Confession time: I'll admit I maybe judged Guilt too harshly during its pilot episode. I'm a huge fan of cheesy TV (I'm literally visiting Chicago for the sole purpose of attending Saved by the Max because I am such a massive Saved by the Bell fan, after all) and was initially a bit put off that Guilt seemed to be taking itself too seriously when it's pretty much nothing more than a Lifetime movie spread into a season's worth of episodes. But the second episode of the series solidified that Guilt is definitely aware of its soapiness... and self-aware is always a good thing in my eyes.

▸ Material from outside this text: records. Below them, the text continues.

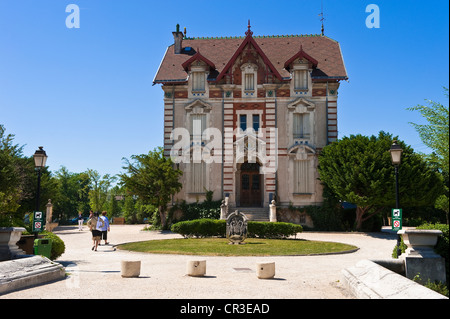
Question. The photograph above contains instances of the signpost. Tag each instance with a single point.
(396, 219)
(38, 222)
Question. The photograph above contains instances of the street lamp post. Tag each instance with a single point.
(40, 158)
(396, 157)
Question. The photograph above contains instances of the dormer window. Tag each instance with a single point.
(301, 127)
(198, 81)
(249, 78)
(249, 82)
(301, 80)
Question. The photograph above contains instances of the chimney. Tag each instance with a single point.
(178, 40)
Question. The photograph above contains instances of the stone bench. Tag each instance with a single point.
(196, 268)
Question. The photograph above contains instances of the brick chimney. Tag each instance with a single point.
(178, 40)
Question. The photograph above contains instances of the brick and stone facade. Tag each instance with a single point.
(245, 117)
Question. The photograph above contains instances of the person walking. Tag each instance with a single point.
(105, 228)
(95, 225)
(80, 221)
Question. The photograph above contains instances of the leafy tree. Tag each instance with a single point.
(153, 178)
(10, 190)
(435, 135)
(99, 189)
(358, 169)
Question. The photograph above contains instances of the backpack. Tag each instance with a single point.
(100, 224)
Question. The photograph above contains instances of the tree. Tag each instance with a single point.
(153, 178)
(10, 190)
(358, 169)
(435, 135)
(99, 189)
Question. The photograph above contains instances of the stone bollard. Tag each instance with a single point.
(265, 270)
(273, 211)
(131, 268)
(196, 268)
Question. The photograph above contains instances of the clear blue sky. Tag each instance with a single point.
(86, 94)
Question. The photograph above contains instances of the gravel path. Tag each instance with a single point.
(98, 274)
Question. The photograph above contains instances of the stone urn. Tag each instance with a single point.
(420, 242)
(9, 236)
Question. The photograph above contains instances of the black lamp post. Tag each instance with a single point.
(40, 158)
(396, 157)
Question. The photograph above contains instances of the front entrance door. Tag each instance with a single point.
(250, 185)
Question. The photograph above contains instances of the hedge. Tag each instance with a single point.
(58, 246)
(217, 228)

This episode finds Grace and the investigators examining video evidence of her and Molly in what appears to be a physical scuffle over someone that Molly was texting, who is alluded to be Grace's creepy stepfather, James. Social media and its importance in this case becomes paramount here, proving that in 2016, a hashtag can be much more damning to a person than it's comfortable to admit.
There's also the debate over whether or not Grace should be attending Molly's memorial services. Her lawyer, the greasy, grimy Stan, thinks she shouldn't due to the fact that she's a prime suspect, but Grace's sister feels she should, as she'll only look guiltier if she doesn't.
Grace not only attends but also gives a eulogy, and social media comes into play yet again when a shady newspaper reporter catches Grace laughing hysterically with her sorta boyfriend, Luc, the brooding French guy.
The show continues on its quest to be the whodunit murder mystery of the season, and I'm all for it. The pace in this episode was much slower, but not in a bad way, and it's become crystal clear that literally everyone is a suspect in Molly's murder. There are the obvious culprits — creepy James, who is reluctant to admit his affair with the pretty young co-ed, and Professor Lindley, who protests a bit too much when asked about his relationship with Molly. It may seem far-fetched, but that's the beauty of a murder mystery, isn't it?
The cast is great at not taking itself too seriously, and Billy Zane is flawless. He delivered the best line in TV that I've heard in a while, deadpanning to a college student with a particularly trendy hairdo: "Grace said you'd be the skank with the bad ombré." Pretty rich coming from a totally bald guy, I'd say.